For radiator compatibility, the built-in fan mounts permit 360mm/280mm support up front, while the roof and bottom mounts can be equipped with 280mm or 240mm models. As usual, the rest of your hardware will dictate how much clearance these areas have. Sadly there are no built-in reservoir or pump mounting locations; we’re always happy to encourage people to make their own, but competing high-end cases do make allowances for such things these days, and we’d like to see Corsair make more of an effort here too, especially as the company’s own custom water-cooling ambitions are no secret.

Moving over to the very spacious opposite chamber, the PSU is treated to little pads to rest on, and a moveable bracket will help secure it tighter depending on its length.

Above this you have the two drive cages, one capable of accommodating three 3.5” or 2.5” drives and one dedicated to 2.5” SSDs with four mounts available.

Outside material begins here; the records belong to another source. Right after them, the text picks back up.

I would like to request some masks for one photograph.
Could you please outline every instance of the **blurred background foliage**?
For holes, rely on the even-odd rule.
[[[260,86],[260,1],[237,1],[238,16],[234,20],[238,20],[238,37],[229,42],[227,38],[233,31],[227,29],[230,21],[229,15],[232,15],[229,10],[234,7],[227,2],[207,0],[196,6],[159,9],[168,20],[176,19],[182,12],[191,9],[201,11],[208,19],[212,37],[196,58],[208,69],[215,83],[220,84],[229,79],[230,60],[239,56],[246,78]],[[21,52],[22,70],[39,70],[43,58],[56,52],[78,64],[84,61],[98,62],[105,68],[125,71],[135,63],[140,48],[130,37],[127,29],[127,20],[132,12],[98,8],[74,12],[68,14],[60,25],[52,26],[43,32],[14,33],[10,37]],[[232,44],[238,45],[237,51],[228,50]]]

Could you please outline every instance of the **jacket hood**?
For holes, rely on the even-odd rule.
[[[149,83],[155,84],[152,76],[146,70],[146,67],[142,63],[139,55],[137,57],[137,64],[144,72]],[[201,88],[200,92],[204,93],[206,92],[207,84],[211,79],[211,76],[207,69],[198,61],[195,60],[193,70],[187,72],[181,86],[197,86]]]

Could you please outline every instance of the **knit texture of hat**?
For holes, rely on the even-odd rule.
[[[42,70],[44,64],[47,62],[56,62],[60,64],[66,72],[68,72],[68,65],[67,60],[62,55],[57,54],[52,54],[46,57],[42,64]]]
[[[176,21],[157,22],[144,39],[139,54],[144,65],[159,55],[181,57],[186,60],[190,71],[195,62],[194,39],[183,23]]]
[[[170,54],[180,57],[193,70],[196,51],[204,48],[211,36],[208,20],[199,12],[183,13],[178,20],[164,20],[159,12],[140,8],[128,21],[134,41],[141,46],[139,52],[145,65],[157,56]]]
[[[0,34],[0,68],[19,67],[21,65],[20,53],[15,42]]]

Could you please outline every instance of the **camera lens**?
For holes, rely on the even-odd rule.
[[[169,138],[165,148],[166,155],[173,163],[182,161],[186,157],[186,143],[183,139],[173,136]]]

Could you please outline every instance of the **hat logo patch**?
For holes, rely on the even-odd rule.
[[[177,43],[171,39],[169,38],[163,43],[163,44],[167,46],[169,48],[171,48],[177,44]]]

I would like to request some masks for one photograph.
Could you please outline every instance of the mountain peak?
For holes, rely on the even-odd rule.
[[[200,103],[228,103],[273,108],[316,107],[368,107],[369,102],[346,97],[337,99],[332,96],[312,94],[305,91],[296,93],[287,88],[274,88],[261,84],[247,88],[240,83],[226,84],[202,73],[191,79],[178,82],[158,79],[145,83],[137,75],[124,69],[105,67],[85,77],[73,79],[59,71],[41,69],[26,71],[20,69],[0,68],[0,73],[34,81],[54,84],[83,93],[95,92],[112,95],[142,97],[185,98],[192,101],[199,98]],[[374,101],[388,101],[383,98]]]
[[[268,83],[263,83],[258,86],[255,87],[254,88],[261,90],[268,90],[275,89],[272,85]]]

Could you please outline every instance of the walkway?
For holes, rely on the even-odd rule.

The trays on the former are plastic and flimsy, but they’re easily removable and have pins to secure HDDs tool-free as well as rubberised sides to absorb vibrations. The SSD cage is again plastic, and the basic locking arms here don’t do a very convincing job – we’d be worried about SSDs coming loose in transit.

Both the HDD and SSD cages are removable, but there doesn’t really seem to be much benefit in doing so; it’s not as if this part of the case is short on space. With case designs becoming smarter with space, this whole chamber does feel a bit bloated. Of course, not every area of a case has to have five different possible functions, and dual-chamber cases in particular are great for easily hiding PSUs, drives, and cables, but design-wise this part of the 680X is unexciting.

The included Lighting Node Pro is fixed to the rear of the motherboard. Powered by a USB 2.0 header, which is also how it interacts with the iCUE software, the controller has two distinct channels, one of which is left unoccupied and ripe for expansion and the other of which connects to the fan hub. The RGB cables of all three LL120 fans are connected here, leaving three spare. This fan hub is separately powered by a SATA connection, and the fans themselves will also need powering via regular four-pin headers, as the hub is purely for lighting. It’s a shame there isn’t also a PWM fan hub, but we understand the focus of the Crystal Series is lighting, and the Lightning Node Pro and trio of fans are pretty expensive in and of themselves.

All of the I/O cables have black sleeving to minimise their visibility. There are loads of routing holes with grommets fitted to the majority of them, and the grommets are secure and don’t wiggle out of place too easily. With so much space in the secondary chamber, it’s dead simple to stash everything, close the side panel, and forget about the mess you’ve left behind.